И привыкли страдать.
— Зачѣмъ же они жили? — спрашивалъ Виланъ. — И если бы они страдали только духомъ. Но у нихъ были хилыя, больныя тѣла, пропитанныя ядомъ заразы. Зачѣмъ?
Старый Лексъ отвѣчалъ:
Они не были хозяевами самихъ себя, — рабы жизни. И кто можетъ разгадать теперь, что было написано въ ихъ душахъ?
Мы знаемъ многое.
Границы міра необъятно расширились.
Они были рабами, мы — властелины.
Сама смерть смирилась передъ нами и обрываетъ нить сознанія только тогда, когда все содержаніе личной жизни изжито уже до конца.
Случайныя смерти, какъ грядущая смерть Гала, такъ рѣдки, что не вносятъ никакого разстройства въ общую гармонію.
Мы знаемъ многое.
Но знаемъ-ли мы, что такое страданіе?
Они, прежніе, иногда, какъ будто, обожали страданіе. Шли ему навстрѣчу, какъ навстрѣчу любви.
— Кто знаетъ это? — говорилъ Лексъ. — Можетъ быть, нужно спросить тѣхъ, кто роется въ пыли старыхъ книгъ, гдѣ записана ихъ философія.
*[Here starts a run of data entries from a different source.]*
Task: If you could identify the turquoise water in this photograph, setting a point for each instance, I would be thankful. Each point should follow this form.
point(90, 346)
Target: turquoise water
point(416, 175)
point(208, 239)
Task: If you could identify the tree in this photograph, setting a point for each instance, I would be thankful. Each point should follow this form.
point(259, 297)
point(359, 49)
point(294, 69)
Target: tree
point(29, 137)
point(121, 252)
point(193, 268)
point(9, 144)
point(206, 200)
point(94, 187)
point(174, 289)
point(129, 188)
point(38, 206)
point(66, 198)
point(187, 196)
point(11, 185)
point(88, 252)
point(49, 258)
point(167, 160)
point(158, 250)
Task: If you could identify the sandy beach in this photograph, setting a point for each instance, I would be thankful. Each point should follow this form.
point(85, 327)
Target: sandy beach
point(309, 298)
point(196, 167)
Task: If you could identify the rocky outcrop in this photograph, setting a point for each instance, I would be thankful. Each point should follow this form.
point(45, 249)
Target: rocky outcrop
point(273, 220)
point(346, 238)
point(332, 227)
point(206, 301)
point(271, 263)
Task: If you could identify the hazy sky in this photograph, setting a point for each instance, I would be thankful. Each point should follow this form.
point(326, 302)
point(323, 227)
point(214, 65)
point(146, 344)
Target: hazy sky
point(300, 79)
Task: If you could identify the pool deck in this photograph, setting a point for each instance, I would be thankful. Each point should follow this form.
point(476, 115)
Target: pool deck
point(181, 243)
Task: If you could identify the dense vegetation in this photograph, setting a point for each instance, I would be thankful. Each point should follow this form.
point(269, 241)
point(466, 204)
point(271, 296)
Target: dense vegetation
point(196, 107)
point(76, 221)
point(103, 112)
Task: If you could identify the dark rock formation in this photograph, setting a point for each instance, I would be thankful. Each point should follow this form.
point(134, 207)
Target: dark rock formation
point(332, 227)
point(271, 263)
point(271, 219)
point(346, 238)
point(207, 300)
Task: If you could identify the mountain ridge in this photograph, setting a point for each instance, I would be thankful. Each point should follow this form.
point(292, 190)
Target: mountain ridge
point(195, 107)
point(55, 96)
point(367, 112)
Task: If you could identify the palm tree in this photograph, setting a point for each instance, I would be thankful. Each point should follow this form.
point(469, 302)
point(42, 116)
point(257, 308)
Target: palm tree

— Я изучалъ это! — сказалъ одинъ механикъ. — Тамъ есть вещи, смыслъ которыхъ теперь утраченъ. Но они сами считали свою мудрость божественной.
Никто не замѣтилъ, какъ подошелъ Коро. Онъ улыбнулся и отвѣтилъ механику;
— Ты ошибаешься, другъ. Понять можно все. Но не все можно перечувствовать. Когда-то половина міра поклонялась страдающему Богу. Символъ страданія они сдѣлали своимъ божествомъ. Скажи мнѣ, что чувствовали эти вѣрующіе? Войди въ ихъ душу.
— Говорятъ, что это сдѣлалъ Кредо, писатель! — сказалъ Виланъ. — Онъ просилъ меня, чтобы я привелъ къ нему своихъ друзей, — выслушать и обсудить. Онъ не рѣшается еще выступить передъ всѣми.
— Тотъ Кредо, который живетъ теперь съ Галомъ?
— Да.
9
За озеромъ, на покрытой хвойнымъ лѣсомъ равнинѣ, стояло жилище Гала. Мохнатыя вѣтви елей заглядывали въ его комнату. И кругомъ не было больше ни одного человѣка, кромѣ молодого Кредо, потому что больному нужна была тишина.
Ели молча покачивали вѣтвями. Неслышно ступалъ въ своей мягкой обуви Кредо.
Галъ лежалъ въ тѣни, у подножія огромнаго стараго дерева. Въ тѣни, гдѣ было влажно и тихо.
Кредо смотрѣлъ на него большими, темными глазами. Смотрѣлъ и думалъ.
— Читай мнѣ! — просилъ иногда Галъ. — Читай то, что ты надумалъ здѣсь, въ тишинѣ.
Кредо читалъ. Онъ ловилъ мысли больного и возсоздавалъ давно забытые образы. Галъ спорилъ.
— Это не совсѣмъ такъ. Не совсѣмъ такъ, какъ нужно. Я хотѣлъ-бы, чтобы врачи заставили страдать и мое тѣло. Тогда ты могъ-бы создать еще лучшее. Вѣдь я не чувствую боли. Мнѣ только грустно.